TODO: add stats for this!
Matrix learning rule
The learning rule should be a function of both layer pool gated and local pool gated, and the ACh value indicating the opportunity to gate.
At time of CS, if layer gated:
- If local pool gated:
- Tr = Send * Recv, later DA: Go up, No down <- normal credit assignment
- If local NOT gated:
If layer NOT gated: <- exploration opportunity cost
- In proportion to ACh, Go up, No down -- if no ACh, no learn!
- This should NOT be in the final trace because it didn't do anything.

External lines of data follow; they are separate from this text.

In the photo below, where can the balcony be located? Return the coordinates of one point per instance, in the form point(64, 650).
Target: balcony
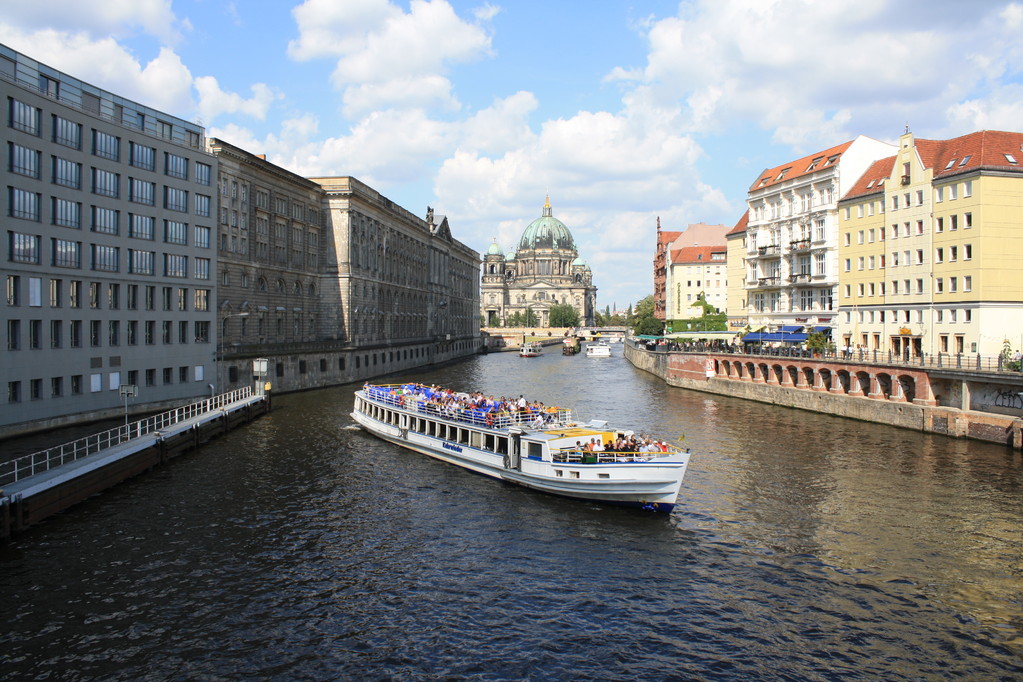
point(802, 278)
point(771, 251)
point(766, 282)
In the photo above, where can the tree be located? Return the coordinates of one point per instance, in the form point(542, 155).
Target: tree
point(643, 321)
point(649, 325)
point(564, 315)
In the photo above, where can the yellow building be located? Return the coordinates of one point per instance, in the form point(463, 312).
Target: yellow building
point(736, 298)
point(931, 245)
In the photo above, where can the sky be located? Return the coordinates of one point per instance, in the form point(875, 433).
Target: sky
point(622, 111)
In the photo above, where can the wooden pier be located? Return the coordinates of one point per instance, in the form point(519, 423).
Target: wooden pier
point(38, 486)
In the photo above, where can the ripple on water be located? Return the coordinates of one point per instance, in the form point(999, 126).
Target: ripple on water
point(804, 547)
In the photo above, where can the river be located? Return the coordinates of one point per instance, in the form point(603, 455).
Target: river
point(804, 547)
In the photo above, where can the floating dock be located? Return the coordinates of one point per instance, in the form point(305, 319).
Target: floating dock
point(46, 483)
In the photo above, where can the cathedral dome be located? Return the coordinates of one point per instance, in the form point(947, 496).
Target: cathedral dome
point(546, 232)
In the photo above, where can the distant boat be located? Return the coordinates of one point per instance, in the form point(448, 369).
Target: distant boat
point(531, 349)
point(537, 447)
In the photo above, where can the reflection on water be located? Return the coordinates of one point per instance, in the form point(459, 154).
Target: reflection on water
point(805, 547)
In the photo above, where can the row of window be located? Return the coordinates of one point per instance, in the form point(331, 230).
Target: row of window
point(263, 284)
point(27, 205)
point(76, 382)
point(941, 316)
point(809, 300)
point(28, 119)
point(868, 236)
point(879, 288)
point(232, 188)
point(137, 297)
point(68, 254)
point(107, 221)
point(910, 258)
point(70, 333)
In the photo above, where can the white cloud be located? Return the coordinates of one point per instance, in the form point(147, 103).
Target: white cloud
point(213, 101)
point(163, 83)
point(815, 73)
point(387, 57)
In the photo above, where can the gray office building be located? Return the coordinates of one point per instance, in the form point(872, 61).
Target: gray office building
point(109, 262)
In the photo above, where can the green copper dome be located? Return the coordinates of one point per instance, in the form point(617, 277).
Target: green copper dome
point(546, 232)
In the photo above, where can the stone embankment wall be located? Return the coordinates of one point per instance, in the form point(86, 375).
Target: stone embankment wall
point(900, 398)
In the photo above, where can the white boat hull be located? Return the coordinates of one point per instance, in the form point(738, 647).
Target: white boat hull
point(653, 485)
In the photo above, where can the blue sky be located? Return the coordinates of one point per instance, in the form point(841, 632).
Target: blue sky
point(622, 111)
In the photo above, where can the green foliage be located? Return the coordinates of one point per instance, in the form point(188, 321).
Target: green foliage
point(712, 322)
point(642, 320)
point(819, 343)
point(564, 315)
point(649, 325)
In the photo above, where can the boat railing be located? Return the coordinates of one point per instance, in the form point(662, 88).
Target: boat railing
point(577, 456)
point(548, 417)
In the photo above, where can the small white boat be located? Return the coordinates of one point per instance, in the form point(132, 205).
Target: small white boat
point(531, 350)
point(537, 447)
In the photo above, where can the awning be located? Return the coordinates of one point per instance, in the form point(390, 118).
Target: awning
point(775, 336)
point(787, 337)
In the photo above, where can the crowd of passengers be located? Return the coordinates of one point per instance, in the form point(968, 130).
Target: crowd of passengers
point(623, 444)
point(473, 408)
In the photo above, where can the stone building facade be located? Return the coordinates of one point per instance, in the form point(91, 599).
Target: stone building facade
point(270, 225)
point(545, 270)
point(109, 263)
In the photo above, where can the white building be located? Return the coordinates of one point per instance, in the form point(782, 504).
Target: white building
point(792, 268)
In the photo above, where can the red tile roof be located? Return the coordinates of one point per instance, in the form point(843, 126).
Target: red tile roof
point(873, 180)
point(806, 165)
point(697, 255)
point(742, 224)
point(985, 148)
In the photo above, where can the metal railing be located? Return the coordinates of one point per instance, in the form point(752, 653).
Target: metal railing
point(549, 417)
point(44, 460)
point(949, 361)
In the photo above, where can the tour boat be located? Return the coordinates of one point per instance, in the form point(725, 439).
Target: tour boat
point(531, 349)
point(537, 447)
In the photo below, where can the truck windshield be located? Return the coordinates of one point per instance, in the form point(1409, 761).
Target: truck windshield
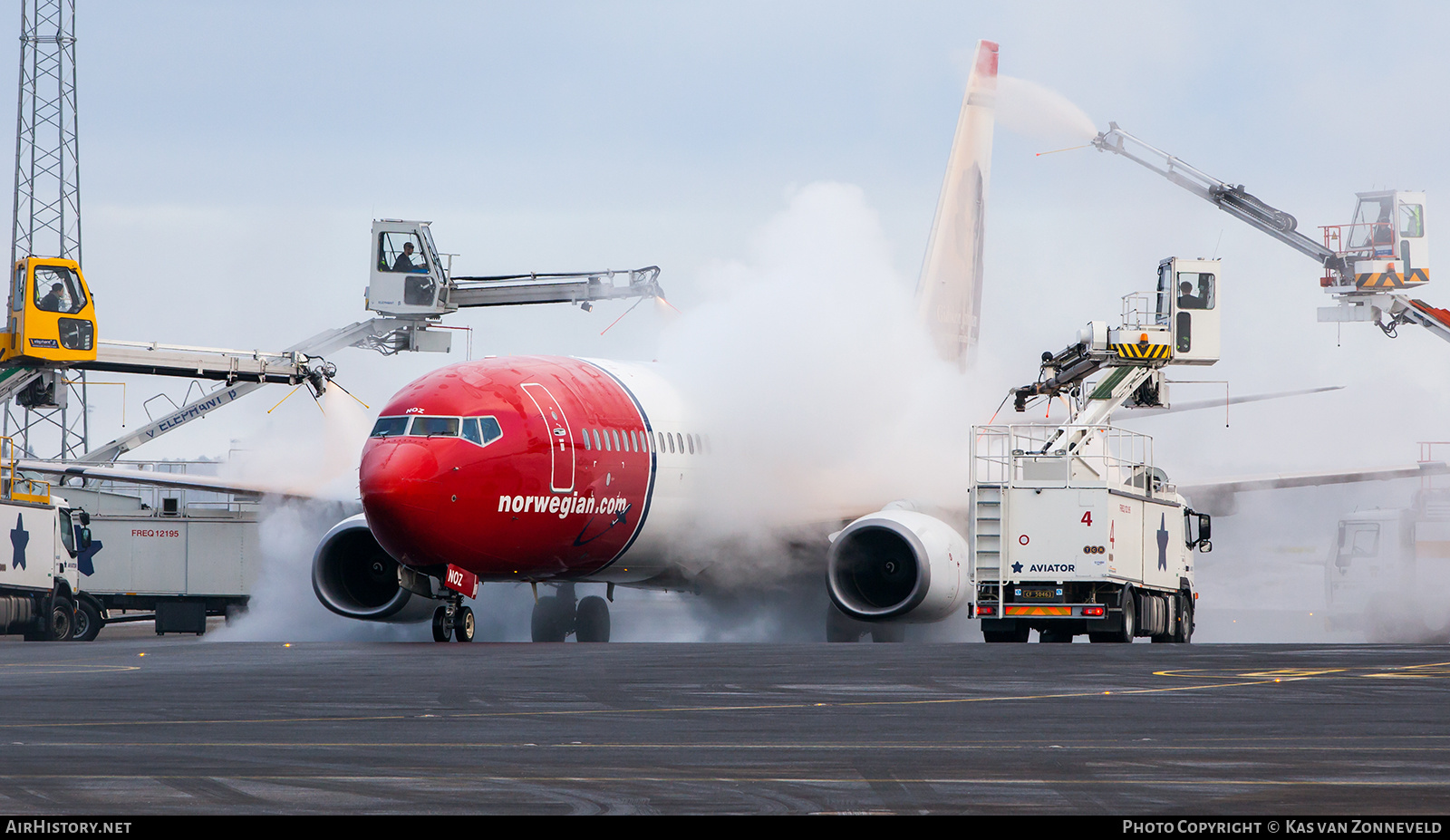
point(67, 530)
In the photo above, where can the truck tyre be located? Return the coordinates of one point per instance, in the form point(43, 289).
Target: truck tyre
point(1130, 618)
point(87, 622)
point(891, 632)
point(1184, 632)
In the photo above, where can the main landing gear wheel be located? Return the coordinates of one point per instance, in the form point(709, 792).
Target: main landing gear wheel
point(553, 618)
point(441, 624)
point(592, 620)
point(1007, 636)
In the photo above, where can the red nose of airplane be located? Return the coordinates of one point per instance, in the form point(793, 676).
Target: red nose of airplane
point(402, 490)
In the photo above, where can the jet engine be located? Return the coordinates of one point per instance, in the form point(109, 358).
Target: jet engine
point(898, 565)
point(355, 578)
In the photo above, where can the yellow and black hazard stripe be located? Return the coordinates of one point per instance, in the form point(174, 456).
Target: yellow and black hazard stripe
point(1392, 279)
point(1143, 350)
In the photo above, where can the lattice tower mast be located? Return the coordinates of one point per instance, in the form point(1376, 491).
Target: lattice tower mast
point(48, 195)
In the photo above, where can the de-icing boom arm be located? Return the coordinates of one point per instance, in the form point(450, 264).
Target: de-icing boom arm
point(1229, 198)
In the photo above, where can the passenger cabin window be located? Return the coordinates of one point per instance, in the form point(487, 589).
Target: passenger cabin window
point(427, 427)
point(57, 289)
point(389, 427)
point(1195, 291)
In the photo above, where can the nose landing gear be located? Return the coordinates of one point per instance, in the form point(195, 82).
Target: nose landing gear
point(453, 618)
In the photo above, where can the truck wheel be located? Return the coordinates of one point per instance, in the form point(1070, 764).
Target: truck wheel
point(1184, 632)
point(87, 622)
point(63, 620)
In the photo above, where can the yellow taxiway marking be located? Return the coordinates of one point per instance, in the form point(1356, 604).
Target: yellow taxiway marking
point(637, 711)
point(31, 668)
point(1436, 669)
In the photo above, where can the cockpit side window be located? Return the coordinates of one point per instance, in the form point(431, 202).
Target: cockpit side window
point(389, 427)
point(57, 291)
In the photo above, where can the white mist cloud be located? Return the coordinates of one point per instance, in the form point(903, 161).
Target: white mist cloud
point(1033, 111)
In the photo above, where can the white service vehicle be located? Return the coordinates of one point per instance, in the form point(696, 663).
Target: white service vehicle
point(40, 581)
point(1072, 528)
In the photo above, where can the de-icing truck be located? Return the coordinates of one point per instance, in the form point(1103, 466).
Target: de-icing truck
point(40, 579)
point(1073, 526)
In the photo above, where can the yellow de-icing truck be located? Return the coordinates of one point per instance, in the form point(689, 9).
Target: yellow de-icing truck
point(53, 316)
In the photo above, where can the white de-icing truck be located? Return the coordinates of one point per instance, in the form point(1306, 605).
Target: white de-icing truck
point(40, 581)
point(1073, 528)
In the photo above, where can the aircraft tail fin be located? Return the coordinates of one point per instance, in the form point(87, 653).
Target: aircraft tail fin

- should be weaker and exploratory. -- .005 works and is needed in pcore.
Stats in the logs
-
BadCSGate
is gating to approach the wrong CS (one that does not satisfy the current drive) -- this can happen if the BG happens to get activated via OFC and ACC patterns even if the CS is not associated with the drive-relevant US. It will be punished by negative DA and should not keep happening.
-
AllGood
= summary stat representing the average of several of the following stats. If this is around 1, then the model should be performing well, both behaviorally and in terms of what each of the key layers is doing.
-
ActMatch
= match between network's action and the instinct-driven "correct" action. Usually the LeftCor
action -- tracking % of time it correctly does the Left action (in zoolander mode where it only goes left to search) -- is the most indicative
-
PctCortex
= % of approach trials (entire sequence of explore then approach) driven by the cortex instead of the instinct.
-
MaintFail*
are loss of active maintenance of goal reps in PT layer -- making sure those are working properly across time.
-
MaintEarly
means the PT layer is getting active prior to BG gating -- need to turn down .SuperToPT
-- see below.
-
Time and Effort restart with Goal engage gating; typically runs straight down the arm, so it doesn't differ unless arms have different params.
Parameter tuning
PT Tuning
The PT layer is somewhat sensitive in parameter tuning because it has several potentially conflicting demands: It must exhibit robust active maintenance (requiring strong excitation over time), while also being sensitive to the BG gating signal via MD modulatory pathways. This typically means that .PTSelfMaint
Abs
is strong enough to prevent MaintFail
, but not too strong to cause MaintEarly
to start happening. .SuperToPT
must be relatively weak (use .Abs
) so super -> PT alone does not cause gating, but not too weak that it fails to gate when MD gets active. Finally, PTMaintLayer
Dend.ModGain
is key for setting the strength of the MD thalamus modulatory pathways into the PT -- these target the NMDA channels specifically, and help to "ignite" the active maintenance.
MD Tuning
MD thalamus likewise has multiple conflicting demands, similar to PT: must not get active spontaneously, but needs to activate quickly when disinhibited from the BG. The Gated*
stats track MD activity (in addition to BG), similar to how Maint*
tracks PT tuning. .SuperToThal
provides key Abs
tuning for strength from cortex -- also .CTToThal
controls CT input to MD -- this is not critical for basic tasks but may be important for more interesting predictive learning cases.